The variety of crimes and characters depicted in these volumes is amazing and a testament to the breadth of von Schirach’s experience. What links all the stories is von Schirach’s resolution to portray even the vilest of criminals in the most humane light as possible (with the exception of “The Funfair”). I think he manages this by showing the reader the back story and the events leading up to the crime all in 3rd person narrative. I sympathised with many of the characters because of this approach – I felt I was allowed to form my own opinion about guilt. Part way through most of the stories, von Schirach inserts himself into the scene and switches to 1st person narration. He explains the German legal system and how he goes about defending his clients, but never gives his opinion on what they have done – he never judges them himself.

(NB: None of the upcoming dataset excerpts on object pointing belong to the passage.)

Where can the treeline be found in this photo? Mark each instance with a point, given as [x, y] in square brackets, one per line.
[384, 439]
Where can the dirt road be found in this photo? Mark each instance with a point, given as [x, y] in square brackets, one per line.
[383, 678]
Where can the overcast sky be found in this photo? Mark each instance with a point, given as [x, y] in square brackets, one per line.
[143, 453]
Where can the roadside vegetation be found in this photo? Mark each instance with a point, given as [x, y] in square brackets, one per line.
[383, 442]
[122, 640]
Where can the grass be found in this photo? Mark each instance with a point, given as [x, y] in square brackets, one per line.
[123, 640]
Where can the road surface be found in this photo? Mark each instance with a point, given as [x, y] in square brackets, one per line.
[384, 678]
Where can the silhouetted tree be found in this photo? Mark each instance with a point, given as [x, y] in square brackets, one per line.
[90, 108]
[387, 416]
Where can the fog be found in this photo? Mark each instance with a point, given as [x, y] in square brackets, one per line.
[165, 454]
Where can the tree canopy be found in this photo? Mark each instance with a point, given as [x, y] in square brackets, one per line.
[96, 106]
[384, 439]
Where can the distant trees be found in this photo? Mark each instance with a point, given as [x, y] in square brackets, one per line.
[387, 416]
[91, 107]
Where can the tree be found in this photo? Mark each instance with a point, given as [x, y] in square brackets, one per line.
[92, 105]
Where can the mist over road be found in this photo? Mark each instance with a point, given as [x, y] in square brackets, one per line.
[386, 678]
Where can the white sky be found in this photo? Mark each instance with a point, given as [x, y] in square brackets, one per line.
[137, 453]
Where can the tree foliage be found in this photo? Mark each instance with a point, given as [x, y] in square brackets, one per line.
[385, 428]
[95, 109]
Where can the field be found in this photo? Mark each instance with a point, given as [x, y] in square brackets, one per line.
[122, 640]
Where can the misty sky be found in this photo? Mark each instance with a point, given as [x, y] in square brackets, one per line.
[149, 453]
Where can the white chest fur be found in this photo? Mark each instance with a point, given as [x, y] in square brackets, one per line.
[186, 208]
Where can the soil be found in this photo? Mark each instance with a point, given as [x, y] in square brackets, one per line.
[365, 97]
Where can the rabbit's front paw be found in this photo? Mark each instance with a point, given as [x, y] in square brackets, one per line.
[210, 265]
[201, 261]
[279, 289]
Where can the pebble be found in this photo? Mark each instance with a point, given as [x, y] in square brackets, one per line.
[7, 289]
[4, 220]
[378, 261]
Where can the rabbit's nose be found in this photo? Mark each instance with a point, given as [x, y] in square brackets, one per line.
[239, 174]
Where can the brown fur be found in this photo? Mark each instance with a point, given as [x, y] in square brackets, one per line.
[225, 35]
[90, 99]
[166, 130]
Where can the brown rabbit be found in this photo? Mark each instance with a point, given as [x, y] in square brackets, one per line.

Some of the stories are heart breaking; the story of “Fähner”, a village doctor married to a cruel and violent wife. After many years of mental and physical abuse, he finally flips and finds himself in trouble. Or “The Cello”, a story of a brother and sister subjected to cruelty by their rich father, once free of his vice like grip, a sad accident leads to one of them committing a crime. Some of the stories are clever – The Hedgehog made me wonder at the lengths people will go to, to protect their family and how inventive they can be. There are also a couple of mad-cap stories, like “The Key”, which would make good Tarrantino or Guy Ritchie scripts. There is not a duff story in this double volume and Carol Brown Janeway has done a fantastic job with the translation. This is a great collection for readers who like true crime or bite sized crime stories. Ferdinand von Schirach has also recently written his first novel, The Collini Case, if you want to read a review, here’s a great one from Caroline.
I read this for German Literature Month (should have reviewed it last week during genre week – sorry about the delay!)